What are the structural determinants of pain and loss of function?

In knee OA, population studies support a substantial discordance between radiographic changes and knee pain [75]. Many knee MRI studies, both cross-sectional and longitudinal, have suggested associations of specific structural changes with OA pain, the strongest for synovitis and SCB (Fig. 1) - in particular, MRI-detected bone marrow lesions (reviewed in [76]). Recent clinical trial data suggest that targeting SCB in OA may indeed have an effect on pain (Table 1). A randomized trial with intravenous zoledronic acid, a bisphosphonate used for the treatment of osteoporosis, demonstrated a reduction in the volume of bone marrow lesions, and this was associated with reduced pain in subjects with knee OA [77]. Another osteoporosis drug, strontium ranelate, recently showed disease modification in a large 3-year placebo-controlled trial, and this was associated with a beneficial effect on pain, further supporting the role of bone in OA pathogenesis and symptoms [78, 79]. It has been reported that worsening of MRI-detected synovitis is associated with increased risk of frequent knee pain, but improvement of synovitis is not associated with decreased risk of pain or pain severity [80]. Therapeutic studies have demonstrated significant association between reduced synovitis on MRI and reduced pain in patients with rheumatoid arthritis [81] but not OA [82], suggesting there may be a poorer structure-function relationship in the latter.

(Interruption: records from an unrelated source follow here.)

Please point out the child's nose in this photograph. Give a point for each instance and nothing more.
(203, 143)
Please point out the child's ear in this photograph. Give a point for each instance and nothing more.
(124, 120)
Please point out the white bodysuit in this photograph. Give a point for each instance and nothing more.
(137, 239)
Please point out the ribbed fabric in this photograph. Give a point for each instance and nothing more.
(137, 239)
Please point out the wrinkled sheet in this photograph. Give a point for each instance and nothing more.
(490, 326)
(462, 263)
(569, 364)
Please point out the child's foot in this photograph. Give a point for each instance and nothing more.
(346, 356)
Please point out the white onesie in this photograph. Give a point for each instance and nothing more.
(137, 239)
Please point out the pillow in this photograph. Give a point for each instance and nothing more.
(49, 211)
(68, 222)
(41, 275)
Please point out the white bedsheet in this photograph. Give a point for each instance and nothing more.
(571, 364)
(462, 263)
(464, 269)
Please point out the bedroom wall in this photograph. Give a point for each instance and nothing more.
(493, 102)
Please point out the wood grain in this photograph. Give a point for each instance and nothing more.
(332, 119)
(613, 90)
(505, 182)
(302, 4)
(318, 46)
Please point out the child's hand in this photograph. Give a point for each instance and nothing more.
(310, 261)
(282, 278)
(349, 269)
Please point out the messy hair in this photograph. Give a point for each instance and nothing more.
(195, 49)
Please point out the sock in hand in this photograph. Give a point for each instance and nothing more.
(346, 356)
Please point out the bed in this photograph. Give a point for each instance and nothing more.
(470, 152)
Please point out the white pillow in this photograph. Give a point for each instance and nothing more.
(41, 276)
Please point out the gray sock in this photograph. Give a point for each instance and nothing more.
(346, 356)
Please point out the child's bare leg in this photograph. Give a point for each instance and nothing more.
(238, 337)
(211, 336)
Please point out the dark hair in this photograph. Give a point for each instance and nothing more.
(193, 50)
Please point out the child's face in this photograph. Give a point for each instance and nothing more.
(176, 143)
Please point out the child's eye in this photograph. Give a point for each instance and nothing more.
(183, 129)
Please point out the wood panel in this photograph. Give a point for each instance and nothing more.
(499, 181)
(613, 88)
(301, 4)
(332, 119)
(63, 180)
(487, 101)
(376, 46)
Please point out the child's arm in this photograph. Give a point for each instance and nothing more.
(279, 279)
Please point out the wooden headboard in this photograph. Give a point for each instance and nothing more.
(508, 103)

To date, the relationship between pain/disability and specific joint structural changes have not been extensively explored across different OA models and species. Yet, targeted pharmacological modulation of specific facets of OA pathology in experimental animals permits dissecting the contribution of different aspects of joint disease to pain. Such studies require measuring pain on the one hand, which can be approached using different assays, including evoked pain responses and spontaneous pain behaviors (reviewed in [83]), and joint pathology on the other hand. In order to determine specific structural correlates to pain, pathology has to be carefully evaluated in all joint tissues, as opposed to a limited evaluation of the cartilage. While cartilage damage remains the primary outcome in most OA models, there has been a clear shift in recent years to include evaluation of other pathological changes in the joint such as osteophytes, SCB remodeling and synovitis [22]. Such comprehensive histopathology can reveal differential effects of a specific gene on joint tissues; for instance, ablation of Adamts5 or Mmp13 protects against cartilage damage and SCB sclerosis but not osteophyte formation after DMM [84, 85], while Ccr5 null mice develop less cartilage degeneration but show no differences in bone or synovial response to surgery [86]. This comprehensive approach to joint pathology is, however, far from the norm across different species and models, and methods for quantifying histopathology in joint tissues other than cartilage have not been standardized [87]. In addition, while muscle weakness and/or wasting is typical in OA patients, potentially playing a role in disease onset and progression and being a target for therapeutic intervention [88, 89], changes in skeletal muscle either as a consequence or cause of OA and associated pain in preclinical models remain largely understudied [90].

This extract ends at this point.